The authors compared GBD estimates with forecasted estimates for 2021 and projected trends through 2050. Parameter uncertainty was considered by randomly drawing 100 samples for each age-sex-location-year-specific parameter. 95% uncertainty intervals (UIs) were calculated from 100 random draws.
Based on epidemiological patterns, results are reported for 204 countries and territories, grouped into seven super-regions and 21 regions.
The study results are concerning, as they reveal a significant and alarming increase in the prevalence of diabetes worldwide. In 2021, approximately 529 million people were living with diabetes, with a global age-standardized prevalence of 6.1%.
This indicates that more than six out of 100 people worldwide have diabetes. The prevalence uncertainty interval (UI) ranged from 5.8% to 6.5%, reflecting the variability and potential range of estimates.
Age-specific prevalence rates provide crucial insights into the distribution of diabetes across different age groups. The study found that diabetes prevalence exceeded 20% in every age group between 65 and 95 years, with the highest prevalence peaking at 24.4% in the age group of 75 to 79.
For people younger than 20 years, the prevalence was less than 1%. This highlights the strong association between increasing age and higher diabetes prevalence, indicating that aging populations contribute significantly to the overall burden of diabetes.
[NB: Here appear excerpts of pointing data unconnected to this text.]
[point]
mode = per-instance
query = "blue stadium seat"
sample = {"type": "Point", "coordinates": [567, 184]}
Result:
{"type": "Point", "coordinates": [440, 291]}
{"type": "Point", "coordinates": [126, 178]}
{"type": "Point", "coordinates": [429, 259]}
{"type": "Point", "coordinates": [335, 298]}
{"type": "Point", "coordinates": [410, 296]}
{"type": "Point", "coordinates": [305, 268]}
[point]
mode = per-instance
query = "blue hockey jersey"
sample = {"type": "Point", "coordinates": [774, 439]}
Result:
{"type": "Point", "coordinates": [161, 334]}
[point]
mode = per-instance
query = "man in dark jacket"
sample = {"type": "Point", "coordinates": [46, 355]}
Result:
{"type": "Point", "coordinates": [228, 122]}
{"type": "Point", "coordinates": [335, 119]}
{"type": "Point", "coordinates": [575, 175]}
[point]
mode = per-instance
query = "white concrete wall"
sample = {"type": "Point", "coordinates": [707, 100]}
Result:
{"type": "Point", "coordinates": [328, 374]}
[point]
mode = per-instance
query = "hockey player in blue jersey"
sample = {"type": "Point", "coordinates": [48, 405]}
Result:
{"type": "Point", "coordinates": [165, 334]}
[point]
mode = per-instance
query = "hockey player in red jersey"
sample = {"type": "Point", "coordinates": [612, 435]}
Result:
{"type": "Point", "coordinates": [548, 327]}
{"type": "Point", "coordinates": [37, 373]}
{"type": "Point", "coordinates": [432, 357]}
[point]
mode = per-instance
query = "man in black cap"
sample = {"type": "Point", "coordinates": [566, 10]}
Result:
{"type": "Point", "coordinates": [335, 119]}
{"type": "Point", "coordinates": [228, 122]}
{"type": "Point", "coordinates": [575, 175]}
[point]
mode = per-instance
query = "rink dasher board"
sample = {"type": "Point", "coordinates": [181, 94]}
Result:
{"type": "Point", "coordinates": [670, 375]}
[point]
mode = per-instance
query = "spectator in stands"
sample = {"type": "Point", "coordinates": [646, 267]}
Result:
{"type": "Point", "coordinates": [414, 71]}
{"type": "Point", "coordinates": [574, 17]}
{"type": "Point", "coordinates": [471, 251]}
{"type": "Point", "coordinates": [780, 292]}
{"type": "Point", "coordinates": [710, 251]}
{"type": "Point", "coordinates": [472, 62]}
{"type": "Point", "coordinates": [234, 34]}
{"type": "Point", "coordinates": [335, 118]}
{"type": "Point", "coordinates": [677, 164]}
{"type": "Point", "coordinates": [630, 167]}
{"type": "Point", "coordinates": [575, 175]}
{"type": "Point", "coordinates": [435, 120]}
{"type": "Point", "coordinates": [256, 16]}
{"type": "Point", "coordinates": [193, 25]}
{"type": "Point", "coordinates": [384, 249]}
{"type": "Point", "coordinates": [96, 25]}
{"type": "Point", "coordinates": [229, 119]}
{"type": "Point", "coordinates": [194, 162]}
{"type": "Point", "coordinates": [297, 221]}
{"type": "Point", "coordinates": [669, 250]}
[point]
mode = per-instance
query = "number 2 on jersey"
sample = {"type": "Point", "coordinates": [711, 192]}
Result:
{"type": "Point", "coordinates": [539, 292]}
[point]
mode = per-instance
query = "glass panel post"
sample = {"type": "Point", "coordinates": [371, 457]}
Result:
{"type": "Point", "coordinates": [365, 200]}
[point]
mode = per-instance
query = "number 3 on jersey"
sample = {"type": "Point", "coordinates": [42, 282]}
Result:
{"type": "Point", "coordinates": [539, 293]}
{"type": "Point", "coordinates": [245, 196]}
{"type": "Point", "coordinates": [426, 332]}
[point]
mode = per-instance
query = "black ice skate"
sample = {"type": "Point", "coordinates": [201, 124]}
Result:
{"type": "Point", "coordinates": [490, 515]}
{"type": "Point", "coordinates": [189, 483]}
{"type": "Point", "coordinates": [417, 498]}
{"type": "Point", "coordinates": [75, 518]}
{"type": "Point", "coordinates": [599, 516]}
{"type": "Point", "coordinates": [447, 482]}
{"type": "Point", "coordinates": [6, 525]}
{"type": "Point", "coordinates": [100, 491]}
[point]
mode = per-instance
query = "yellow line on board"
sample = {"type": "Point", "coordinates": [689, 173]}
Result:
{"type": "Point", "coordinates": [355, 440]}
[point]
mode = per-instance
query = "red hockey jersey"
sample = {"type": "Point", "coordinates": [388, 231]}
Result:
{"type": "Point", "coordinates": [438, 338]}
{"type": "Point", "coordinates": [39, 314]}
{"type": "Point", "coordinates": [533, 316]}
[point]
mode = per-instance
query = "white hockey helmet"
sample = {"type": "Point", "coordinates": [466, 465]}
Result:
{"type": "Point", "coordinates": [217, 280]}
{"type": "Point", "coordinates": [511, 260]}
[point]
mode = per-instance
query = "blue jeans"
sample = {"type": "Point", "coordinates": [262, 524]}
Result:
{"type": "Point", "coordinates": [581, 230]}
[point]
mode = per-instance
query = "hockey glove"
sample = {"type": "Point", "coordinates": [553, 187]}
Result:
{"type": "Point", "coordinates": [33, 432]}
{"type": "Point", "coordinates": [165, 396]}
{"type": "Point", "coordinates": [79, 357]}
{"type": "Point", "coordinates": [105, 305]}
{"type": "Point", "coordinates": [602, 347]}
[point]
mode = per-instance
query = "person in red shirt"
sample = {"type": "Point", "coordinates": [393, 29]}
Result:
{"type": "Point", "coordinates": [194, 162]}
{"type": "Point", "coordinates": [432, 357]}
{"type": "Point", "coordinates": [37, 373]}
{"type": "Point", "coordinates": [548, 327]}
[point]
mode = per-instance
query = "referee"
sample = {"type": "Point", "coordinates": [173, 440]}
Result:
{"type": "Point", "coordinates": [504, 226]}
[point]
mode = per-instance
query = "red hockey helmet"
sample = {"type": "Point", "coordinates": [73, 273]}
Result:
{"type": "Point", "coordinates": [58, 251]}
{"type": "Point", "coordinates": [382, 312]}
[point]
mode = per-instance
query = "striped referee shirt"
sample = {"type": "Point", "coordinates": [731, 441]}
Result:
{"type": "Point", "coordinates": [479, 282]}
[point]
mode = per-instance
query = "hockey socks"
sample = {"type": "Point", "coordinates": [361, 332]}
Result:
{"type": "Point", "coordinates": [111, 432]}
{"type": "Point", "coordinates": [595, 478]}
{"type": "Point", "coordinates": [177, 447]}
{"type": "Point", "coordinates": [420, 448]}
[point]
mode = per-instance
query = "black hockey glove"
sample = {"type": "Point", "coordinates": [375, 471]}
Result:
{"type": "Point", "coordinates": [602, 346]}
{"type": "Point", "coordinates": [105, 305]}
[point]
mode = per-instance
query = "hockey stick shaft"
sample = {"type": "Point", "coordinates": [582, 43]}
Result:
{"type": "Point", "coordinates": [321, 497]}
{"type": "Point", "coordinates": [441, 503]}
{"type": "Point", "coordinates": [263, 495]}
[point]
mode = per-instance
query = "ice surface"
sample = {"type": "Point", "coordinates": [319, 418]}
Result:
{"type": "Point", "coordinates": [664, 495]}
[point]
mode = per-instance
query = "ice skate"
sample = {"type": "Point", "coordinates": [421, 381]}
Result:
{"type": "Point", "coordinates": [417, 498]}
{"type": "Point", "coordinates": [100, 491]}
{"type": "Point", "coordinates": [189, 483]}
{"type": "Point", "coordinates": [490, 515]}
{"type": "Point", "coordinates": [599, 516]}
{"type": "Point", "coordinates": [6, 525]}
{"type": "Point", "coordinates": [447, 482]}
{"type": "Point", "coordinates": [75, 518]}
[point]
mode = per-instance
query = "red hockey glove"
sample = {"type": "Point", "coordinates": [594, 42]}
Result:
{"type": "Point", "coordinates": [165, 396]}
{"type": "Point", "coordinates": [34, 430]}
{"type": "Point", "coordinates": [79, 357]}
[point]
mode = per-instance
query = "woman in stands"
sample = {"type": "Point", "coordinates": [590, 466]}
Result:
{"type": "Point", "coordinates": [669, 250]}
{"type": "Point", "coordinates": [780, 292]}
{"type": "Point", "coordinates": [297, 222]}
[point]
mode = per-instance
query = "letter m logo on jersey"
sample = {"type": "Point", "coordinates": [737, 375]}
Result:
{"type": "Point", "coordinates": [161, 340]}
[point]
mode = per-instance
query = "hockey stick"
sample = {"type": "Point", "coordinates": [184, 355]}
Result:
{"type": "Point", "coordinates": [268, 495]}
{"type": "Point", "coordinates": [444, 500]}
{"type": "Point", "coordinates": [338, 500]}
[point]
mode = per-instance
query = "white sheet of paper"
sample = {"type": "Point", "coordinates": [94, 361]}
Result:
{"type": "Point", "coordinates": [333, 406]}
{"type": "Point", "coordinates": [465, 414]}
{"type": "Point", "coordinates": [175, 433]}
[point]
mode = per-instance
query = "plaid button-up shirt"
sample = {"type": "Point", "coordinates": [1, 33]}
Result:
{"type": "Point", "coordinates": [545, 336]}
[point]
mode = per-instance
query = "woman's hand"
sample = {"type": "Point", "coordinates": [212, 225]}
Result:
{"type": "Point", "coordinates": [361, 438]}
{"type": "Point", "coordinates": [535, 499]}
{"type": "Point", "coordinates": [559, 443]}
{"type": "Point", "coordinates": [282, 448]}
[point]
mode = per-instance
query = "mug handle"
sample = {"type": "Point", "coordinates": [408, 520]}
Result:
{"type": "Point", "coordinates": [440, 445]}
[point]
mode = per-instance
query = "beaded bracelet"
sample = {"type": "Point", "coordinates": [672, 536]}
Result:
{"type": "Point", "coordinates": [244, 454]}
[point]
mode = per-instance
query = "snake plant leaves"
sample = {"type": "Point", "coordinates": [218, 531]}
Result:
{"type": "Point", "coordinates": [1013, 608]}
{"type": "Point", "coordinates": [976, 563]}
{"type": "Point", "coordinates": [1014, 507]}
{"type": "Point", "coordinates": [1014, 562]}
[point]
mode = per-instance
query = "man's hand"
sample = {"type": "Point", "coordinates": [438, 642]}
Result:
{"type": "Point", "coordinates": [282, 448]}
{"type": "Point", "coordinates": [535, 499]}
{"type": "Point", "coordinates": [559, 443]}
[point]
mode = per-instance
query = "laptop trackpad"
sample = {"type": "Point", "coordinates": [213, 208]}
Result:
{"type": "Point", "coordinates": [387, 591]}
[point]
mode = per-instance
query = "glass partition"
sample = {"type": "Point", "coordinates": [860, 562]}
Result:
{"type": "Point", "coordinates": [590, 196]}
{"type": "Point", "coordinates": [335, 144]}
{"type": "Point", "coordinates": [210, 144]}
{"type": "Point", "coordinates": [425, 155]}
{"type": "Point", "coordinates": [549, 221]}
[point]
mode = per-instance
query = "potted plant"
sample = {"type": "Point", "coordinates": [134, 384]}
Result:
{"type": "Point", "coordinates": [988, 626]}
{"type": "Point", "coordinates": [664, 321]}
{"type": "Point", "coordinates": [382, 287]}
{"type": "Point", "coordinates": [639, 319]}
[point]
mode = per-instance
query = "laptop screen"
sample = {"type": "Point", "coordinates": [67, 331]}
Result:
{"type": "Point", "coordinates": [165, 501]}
Furthermore, the study emphasized that type 2 diabetes accounts for 96.0% of all diabetes cases globally. This means that of the estimated 529 million people with diabetes in 2021, approximately 508 million had type 2 diabetes.
High BMI was identified as the primary risk factor for type 2 diabetes, contributing to 52.2% of the global type 2 diabetes DALYs. This suggests that addressing obesity and promoting healthier lifestyles are key strategies to combat the diabetes epidemic and reduce the burden of the disease.
The study projected a worrying trend in the future, with the global age-standardized diabetes prevalence expected to increase by 59.7% by 2050. This means the majority could rise to 9.8%, affecting approximately 1.31 billion people.
Both demographic shifts and trends in obesity drive the increase. Notably, 49.6% of the projected growth is attributed to obesity trends. This emphasizes the urgent need for comprehensive public health interventions to prevent obesity and effectively manage diabetes.
Diabetes is a significant global health threat, with its prevalence and burden increasing worldwide. The WHO has recognized it as a priority and set ambitious targets to reduce its impact.
The present study generated estimates of diabetes prevalence, examining risk factors and projecting future trends. In 2021, there were 529 million people with diabetes, which is expected to double to 1.31 billion by 2050. The study's strength lies in its rigorous methods and collaboration with researchers worldwide.
High BMI was identified as the primary risk factor for type 2 diabetes, which is expected to rise significantly in regions like North Africa, the Middle East, and Oceania. Factors such as changes in food systems and reduced physical activity contribute to this increase.
Addressing obesity, a major driver of diabetes, remains challenging. Early interventions and patient education are crucial, but many countries lack adequate health systems. Efforts to control diabetes are essential, given its impact on health and other diseases.